Minor Memos

Minor Memos

March 03, 2006 | By Keith Martin in Washington, DC

Two class action suits have been filed in the US courts to force the IRS to refund the 3% excise tax that the federal government collects on long-distance telephone calls. The government has lost a string of court cases filed by individual companies to get back the taxes they paid. The problem is the tax statute is out of date because it requires the tax be paid on calls that are charged on the basis of time or distance.
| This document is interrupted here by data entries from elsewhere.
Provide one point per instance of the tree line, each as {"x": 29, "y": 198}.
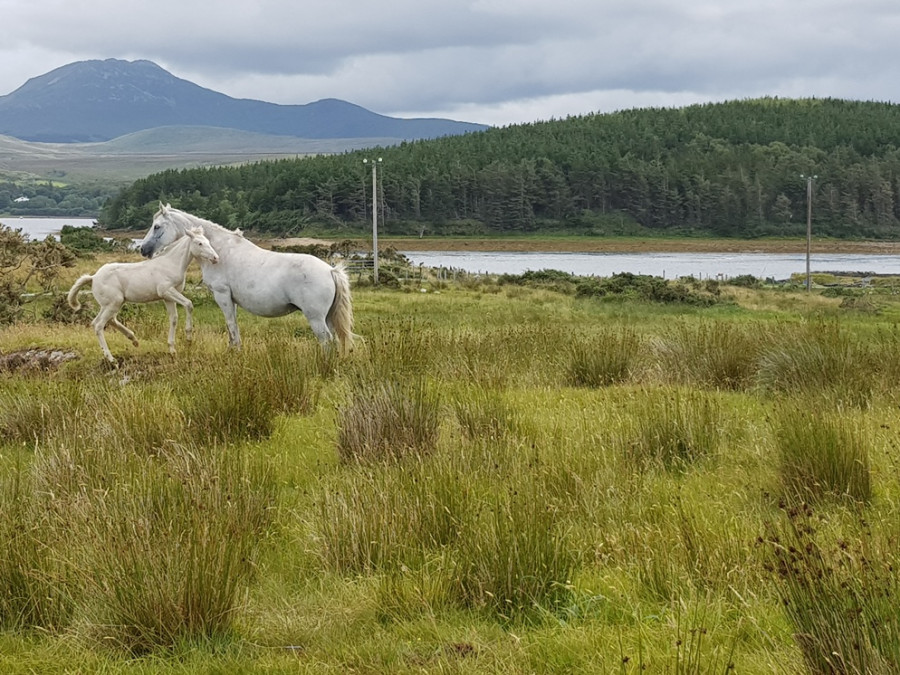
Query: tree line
{"x": 726, "y": 169}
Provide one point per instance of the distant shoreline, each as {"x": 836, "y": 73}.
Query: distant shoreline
{"x": 587, "y": 244}
{"x": 638, "y": 245}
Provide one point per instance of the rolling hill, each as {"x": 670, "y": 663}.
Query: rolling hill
{"x": 99, "y": 100}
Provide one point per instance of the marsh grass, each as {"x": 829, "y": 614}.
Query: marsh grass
{"x": 840, "y": 596}
{"x": 543, "y": 527}
{"x": 819, "y": 356}
{"x": 172, "y": 545}
{"x": 716, "y": 354}
{"x": 35, "y": 590}
{"x": 513, "y": 557}
{"x": 33, "y": 411}
{"x": 389, "y": 517}
{"x": 485, "y": 412}
{"x": 673, "y": 427}
{"x": 610, "y": 357}
{"x": 822, "y": 454}
{"x": 388, "y": 420}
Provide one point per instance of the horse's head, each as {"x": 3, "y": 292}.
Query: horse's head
{"x": 200, "y": 246}
{"x": 163, "y": 231}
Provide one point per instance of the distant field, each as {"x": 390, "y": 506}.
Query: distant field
{"x": 127, "y": 158}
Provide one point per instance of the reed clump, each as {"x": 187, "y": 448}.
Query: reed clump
{"x": 672, "y": 427}
{"x": 388, "y": 420}
{"x": 610, "y": 357}
{"x": 839, "y": 596}
{"x": 822, "y": 454}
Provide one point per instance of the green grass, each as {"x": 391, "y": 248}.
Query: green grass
{"x": 497, "y": 480}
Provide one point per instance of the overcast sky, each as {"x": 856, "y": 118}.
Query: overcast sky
{"x": 495, "y": 62}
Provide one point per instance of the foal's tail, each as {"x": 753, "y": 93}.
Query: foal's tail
{"x": 340, "y": 315}
{"x": 72, "y": 297}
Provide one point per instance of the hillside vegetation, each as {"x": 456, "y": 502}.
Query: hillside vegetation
{"x": 729, "y": 169}
{"x": 507, "y": 476}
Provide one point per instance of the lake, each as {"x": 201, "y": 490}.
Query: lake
{"x": 668, "y": 265}
{"x": 39, "y": 228}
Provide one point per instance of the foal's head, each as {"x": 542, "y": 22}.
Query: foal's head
{"x": 200, "y": 246}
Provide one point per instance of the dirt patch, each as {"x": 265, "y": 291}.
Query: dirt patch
{"x": 35, "y": 360}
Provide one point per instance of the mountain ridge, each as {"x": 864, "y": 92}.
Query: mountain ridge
{"x": 99, "y": 100}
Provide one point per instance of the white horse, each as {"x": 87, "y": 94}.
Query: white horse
{"x": 161, "y": 278}
{"x": 265, "y": 283}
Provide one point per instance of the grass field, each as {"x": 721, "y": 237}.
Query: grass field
{"x": 499, "y": 479}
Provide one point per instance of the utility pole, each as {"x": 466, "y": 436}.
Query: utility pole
{"x": 809, "y": 180}
{"x": 375, "y": 163}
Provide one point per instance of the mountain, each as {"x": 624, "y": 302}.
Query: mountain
{"x": 93, "y": 101}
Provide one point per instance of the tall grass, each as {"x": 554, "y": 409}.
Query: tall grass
{"x": 822, "y": 454}
{"x": 817, "y": 357}
{"x": 514, "y": 558}
{"x": 389, "y": 419}
{"x": 840, "y": 598}
{"x": 672, "y": 427}
{"x": 607, "y": 358}
{"x": 35, "y": 588}
{"x": 716, "y": 354}
{"x": 163, "y": 545}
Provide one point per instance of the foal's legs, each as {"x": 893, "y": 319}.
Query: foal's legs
{"x": 107, "y": 313}
{"x": 171, "y": 298}
{"x": 124, "y": 330}
{"x": 226, "y": 304}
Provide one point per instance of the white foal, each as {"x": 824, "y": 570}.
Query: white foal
{"x": 160, "y": 278}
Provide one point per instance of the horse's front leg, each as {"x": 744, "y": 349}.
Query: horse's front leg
{"x": 172, "y": 311}
{"x": 229, "y": 309}
{"x": 176, "y": 296}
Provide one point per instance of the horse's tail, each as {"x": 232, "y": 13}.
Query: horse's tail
{"x": 72, "y": 297}
{"x": 340, "y": 315}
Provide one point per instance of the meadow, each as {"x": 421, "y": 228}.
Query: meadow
{"x": 501, "y": 478}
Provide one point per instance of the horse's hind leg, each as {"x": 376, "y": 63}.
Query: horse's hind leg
{"x": 172, "y": 311}
{"x": 172, "y": 298}
{"x": 99, "y": 324}
{"x": 226, "y": 304}
{"x": 320, "y": 329}
{"x": 124, "y": 330}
Phone companies no longer charge for calls on that basis . ...First Energy Corporation, a holding company for utilities in Ohio, Pennsylvania and New Jersey, is still fighting a class action lawsuit by shareholders who believe the company overstated the amount of its dividends in 1986. Distributions that a corporation makes to shareholders are treated as dividends to the extent the corporation has “earnings and profits.” The shareholders claim that First Energy made a $1.5 billion mistake over several years in calculating its earnings and profits and are looking for damages for the federal and state taxes they say they overpaid as a result, plus attorney fees. The suit was originally brought in state court and then moved — at the request of the utility — to a federal district court that dismissed the lawsuit after deciding the shareholders should ask the IRS directly for refunds of the taxes they overpaid, but acknowledged they were out of luck because refund claims must usually be filed within three years of the tax year in question. A US appeals court reinstated the suit in late January, but sent it back to state court .... Antarctica is not a foreign country, the US Tax Court ruled in late January. The decision is important to Americans working at scientific bases near the south pole. They cannot take advantage of a so-called section 911 exclusion in the US tax code that lets Americans working overseas exclude part of their “foreign earned income” each year from US income taxes. The court said Americans working in Antarctica do not earn any of their income in a “foreign country” defined as a “territory under the sovereignty of a government other than that of the United States.” Antarctica is controlled by an international treaty among countries with an interest in the region. The US Tax Court reached the same conclusion in an earlier case in 1968. The latest case is Arnett v. Commissioner.